A-1894-24 10 Defendant also argues the trial court erred in finding the predicate act of
harassment. He claims, contrary to the court's finding, plaintiff did not testify
he got out of his car and screamed at her, but rather, he started "shouting stuff"
at her after one of their children rolled down the window. Defendant emphasizes
plaintiff did not testify about what he allegedly said, how he said it, or how long
the exchange was. Nevertheless, he asserts, even if plaintiff's recitation of the
facts were true, her testimony he was "shouting stuff" at her was insufficient for
the court to find harassment. Defendant also points out the court failed to
identify the subsection of the harassment statute upon which its finding was
based. Assuming the court relied on N.J.S.A. 2C:33-4(c), he contends the
alleged September 29 conduct was a single incident, and it did not satisfy the
definition of harassment.
Additionally, defendant argues the court erred in finding an FRO was
necessary for plaintiff's protection because she did not sustain an injury in the
prior alleged assaults. He therefore claims she failed to demonstrate the need
for an FRO.
Having considered the record and the applicable law, we are constrained
to conclude the trial court's findings of fact and conclusions of law were
insufficient to enable us to understand how it arrived at its decision. Although
A-1894-24 11 it found defendant committed harassment, the court did so without any
explanation or meaningful discussion of the parties' testimony or application of
the facts to the statute. The court also made no findings regarding whether
defendant acted with a "purpose to harass." See J.D., 207 N.J. at 477; Hoffman,
149 N.J. at 580-81. Although the court found defendant was "in fear" of
defendant, it neither explained its conclusion nor addressed N.J.S.A. 2C:25-
29(a)(1)-(7) to help us understand whether an FRO was necessary "to protect
. . . [plaintiff] from an immediate danger or to prevent further abuse." Silver,
387 N.J. Super. at 127.
The court made no credibility findings. Even if we inferred it found
plaintiff credible based on its conclusion defendant "horribly harassed " her, the
court made no reference to defendant's testimony disputing plaintiff's
allegations. It did not address defendant's denial of the alleged harassment or
prior assaults, explain why it rejected defendant's version of the September 29
incident, or evaluate the substance of the parties' differing stories.

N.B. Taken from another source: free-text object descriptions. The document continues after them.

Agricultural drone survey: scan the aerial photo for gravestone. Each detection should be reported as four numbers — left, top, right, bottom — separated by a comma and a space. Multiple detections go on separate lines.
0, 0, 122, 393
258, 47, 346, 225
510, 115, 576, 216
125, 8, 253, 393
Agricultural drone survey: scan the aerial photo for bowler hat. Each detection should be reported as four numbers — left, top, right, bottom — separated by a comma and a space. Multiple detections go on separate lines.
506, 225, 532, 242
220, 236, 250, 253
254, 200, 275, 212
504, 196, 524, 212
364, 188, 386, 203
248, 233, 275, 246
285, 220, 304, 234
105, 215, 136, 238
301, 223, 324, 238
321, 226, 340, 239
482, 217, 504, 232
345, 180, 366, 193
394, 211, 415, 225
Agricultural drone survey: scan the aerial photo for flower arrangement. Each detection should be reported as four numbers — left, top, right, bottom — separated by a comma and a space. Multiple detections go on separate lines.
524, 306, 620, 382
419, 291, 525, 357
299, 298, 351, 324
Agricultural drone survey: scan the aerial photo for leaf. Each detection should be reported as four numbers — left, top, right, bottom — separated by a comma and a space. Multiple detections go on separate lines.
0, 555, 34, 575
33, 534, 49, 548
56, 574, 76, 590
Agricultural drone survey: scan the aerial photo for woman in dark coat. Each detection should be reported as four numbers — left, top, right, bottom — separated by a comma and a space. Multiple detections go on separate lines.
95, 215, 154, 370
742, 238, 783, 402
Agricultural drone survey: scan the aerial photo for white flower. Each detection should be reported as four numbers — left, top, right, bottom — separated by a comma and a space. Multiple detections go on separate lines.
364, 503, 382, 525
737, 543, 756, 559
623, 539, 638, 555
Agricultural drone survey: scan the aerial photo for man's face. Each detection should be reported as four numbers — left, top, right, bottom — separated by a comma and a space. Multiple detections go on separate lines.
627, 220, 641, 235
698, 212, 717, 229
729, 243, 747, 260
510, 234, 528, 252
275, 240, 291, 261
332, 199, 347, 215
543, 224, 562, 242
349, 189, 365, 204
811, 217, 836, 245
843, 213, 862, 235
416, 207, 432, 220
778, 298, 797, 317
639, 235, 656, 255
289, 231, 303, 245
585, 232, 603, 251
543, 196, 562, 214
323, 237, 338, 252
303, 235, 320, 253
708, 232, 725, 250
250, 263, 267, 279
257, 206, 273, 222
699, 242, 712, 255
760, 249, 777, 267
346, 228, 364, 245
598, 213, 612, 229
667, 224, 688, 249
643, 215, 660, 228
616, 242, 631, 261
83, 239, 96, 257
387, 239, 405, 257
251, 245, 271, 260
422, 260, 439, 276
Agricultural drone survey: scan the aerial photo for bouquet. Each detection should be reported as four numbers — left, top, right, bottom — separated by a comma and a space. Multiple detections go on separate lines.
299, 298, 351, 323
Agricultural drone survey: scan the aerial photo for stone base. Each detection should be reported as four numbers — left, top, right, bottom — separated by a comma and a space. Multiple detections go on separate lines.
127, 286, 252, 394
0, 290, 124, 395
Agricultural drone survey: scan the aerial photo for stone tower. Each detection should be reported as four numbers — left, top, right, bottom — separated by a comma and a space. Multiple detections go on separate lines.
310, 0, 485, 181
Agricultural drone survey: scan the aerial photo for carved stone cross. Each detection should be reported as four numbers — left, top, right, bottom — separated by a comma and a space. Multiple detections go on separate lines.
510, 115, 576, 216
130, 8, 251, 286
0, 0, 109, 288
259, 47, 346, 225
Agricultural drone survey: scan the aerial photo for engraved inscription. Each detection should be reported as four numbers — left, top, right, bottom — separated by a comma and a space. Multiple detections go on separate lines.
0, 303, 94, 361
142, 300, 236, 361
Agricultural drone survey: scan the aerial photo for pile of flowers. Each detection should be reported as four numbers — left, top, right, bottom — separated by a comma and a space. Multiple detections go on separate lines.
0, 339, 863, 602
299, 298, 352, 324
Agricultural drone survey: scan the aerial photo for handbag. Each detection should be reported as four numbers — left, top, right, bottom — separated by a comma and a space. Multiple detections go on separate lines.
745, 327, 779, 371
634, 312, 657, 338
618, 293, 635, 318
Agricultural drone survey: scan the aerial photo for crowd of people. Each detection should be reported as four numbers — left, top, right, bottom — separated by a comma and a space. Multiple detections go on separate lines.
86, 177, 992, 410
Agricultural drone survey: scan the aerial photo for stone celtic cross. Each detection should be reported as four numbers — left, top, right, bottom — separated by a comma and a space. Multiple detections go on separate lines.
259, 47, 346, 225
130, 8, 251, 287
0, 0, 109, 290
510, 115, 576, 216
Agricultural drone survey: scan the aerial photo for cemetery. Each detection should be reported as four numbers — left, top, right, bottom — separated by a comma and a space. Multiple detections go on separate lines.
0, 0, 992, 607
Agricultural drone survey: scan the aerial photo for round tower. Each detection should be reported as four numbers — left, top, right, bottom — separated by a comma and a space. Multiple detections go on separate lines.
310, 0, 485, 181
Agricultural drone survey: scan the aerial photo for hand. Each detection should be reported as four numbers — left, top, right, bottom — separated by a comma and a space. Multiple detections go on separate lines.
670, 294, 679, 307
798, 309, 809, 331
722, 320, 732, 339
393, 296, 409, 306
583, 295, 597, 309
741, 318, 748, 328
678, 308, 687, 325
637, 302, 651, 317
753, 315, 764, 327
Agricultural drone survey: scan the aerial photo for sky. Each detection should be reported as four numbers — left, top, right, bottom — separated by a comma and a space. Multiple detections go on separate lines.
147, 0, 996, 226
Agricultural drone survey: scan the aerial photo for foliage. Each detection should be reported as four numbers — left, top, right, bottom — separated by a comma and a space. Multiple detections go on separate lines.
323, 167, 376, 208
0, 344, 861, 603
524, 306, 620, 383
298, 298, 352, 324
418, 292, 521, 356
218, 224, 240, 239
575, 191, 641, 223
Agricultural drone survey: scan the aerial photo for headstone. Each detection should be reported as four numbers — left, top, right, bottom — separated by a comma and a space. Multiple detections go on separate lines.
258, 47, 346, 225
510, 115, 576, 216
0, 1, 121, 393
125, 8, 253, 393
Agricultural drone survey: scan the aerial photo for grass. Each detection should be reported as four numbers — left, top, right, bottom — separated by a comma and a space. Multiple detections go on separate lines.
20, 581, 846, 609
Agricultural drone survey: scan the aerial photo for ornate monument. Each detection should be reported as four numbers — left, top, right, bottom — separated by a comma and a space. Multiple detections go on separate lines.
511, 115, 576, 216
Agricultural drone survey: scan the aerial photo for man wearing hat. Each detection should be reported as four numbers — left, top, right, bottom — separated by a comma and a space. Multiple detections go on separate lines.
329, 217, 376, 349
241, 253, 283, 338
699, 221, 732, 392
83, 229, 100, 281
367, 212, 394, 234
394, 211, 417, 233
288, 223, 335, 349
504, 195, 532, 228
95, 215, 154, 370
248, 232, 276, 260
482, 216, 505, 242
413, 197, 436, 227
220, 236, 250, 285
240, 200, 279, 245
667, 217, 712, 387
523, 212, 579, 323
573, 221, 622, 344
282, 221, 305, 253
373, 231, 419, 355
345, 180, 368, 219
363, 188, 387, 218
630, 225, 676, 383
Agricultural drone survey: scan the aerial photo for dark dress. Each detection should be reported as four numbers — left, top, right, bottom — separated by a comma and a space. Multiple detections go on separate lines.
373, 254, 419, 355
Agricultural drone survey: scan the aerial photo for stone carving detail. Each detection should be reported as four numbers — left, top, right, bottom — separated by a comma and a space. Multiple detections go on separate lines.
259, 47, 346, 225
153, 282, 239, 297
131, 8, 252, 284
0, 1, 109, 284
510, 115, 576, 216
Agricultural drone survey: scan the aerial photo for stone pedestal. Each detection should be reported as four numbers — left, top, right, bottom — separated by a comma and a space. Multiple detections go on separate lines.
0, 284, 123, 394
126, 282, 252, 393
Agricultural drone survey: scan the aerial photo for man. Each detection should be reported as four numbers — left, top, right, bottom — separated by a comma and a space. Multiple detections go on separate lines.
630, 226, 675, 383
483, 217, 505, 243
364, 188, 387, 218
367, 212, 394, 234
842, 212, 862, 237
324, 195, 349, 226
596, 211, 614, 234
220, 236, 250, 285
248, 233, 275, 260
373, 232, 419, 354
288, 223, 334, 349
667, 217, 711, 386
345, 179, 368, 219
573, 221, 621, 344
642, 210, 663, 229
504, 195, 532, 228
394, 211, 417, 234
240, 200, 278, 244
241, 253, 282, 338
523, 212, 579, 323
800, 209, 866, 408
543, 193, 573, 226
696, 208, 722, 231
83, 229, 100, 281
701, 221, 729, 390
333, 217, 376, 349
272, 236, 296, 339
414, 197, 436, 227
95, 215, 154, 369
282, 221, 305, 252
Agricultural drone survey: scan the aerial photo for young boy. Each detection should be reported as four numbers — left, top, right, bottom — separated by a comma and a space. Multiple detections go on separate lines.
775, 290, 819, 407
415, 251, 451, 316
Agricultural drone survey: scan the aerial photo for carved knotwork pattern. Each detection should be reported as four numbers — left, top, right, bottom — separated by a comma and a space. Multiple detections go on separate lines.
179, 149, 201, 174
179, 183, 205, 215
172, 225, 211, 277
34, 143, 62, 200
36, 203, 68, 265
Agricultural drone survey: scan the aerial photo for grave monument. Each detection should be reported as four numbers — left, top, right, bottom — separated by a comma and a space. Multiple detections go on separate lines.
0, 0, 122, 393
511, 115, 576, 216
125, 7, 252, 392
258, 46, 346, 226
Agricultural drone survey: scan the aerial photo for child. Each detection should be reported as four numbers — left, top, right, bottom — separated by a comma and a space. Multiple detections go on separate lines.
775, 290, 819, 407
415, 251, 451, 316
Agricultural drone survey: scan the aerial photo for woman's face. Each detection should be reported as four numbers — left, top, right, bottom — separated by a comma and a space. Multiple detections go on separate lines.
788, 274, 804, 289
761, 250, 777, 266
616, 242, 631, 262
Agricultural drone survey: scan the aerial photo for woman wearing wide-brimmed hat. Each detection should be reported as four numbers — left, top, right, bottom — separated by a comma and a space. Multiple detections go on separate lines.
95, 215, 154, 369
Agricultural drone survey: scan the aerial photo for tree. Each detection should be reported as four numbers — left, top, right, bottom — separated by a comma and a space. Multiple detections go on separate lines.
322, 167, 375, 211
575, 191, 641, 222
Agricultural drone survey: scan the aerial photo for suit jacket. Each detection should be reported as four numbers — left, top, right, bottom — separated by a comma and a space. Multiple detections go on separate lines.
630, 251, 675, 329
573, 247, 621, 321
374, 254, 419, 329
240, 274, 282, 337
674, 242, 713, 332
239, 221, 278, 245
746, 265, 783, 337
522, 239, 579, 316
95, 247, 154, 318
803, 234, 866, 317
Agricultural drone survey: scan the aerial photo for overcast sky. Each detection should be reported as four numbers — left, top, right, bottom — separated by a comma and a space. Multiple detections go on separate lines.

The court made an inadequate record of its limited evidentiary rulings.
When defendant sought to introduce the September 29, 2024 email, the court
denied its admission into evidence as irrelevant without permitting defendant an
opportunity to explain its relevance.
A-1894-24 12 For these reasons, we vacate the FRO, reinstate the TRO, and remand the
matter for a new trial. On remand, the case should be reassigned to a different
judge because although the judge did not make appropriate credibility findings,
he did express his opinion on the outcome. R. 1:12-1(d). Lastly, our opinion
should in no way be construed as an expression of whether plaintiff should
receive an FRO when the matter is re-tried.
Vacated and remanded. We do not retain jurisdiction.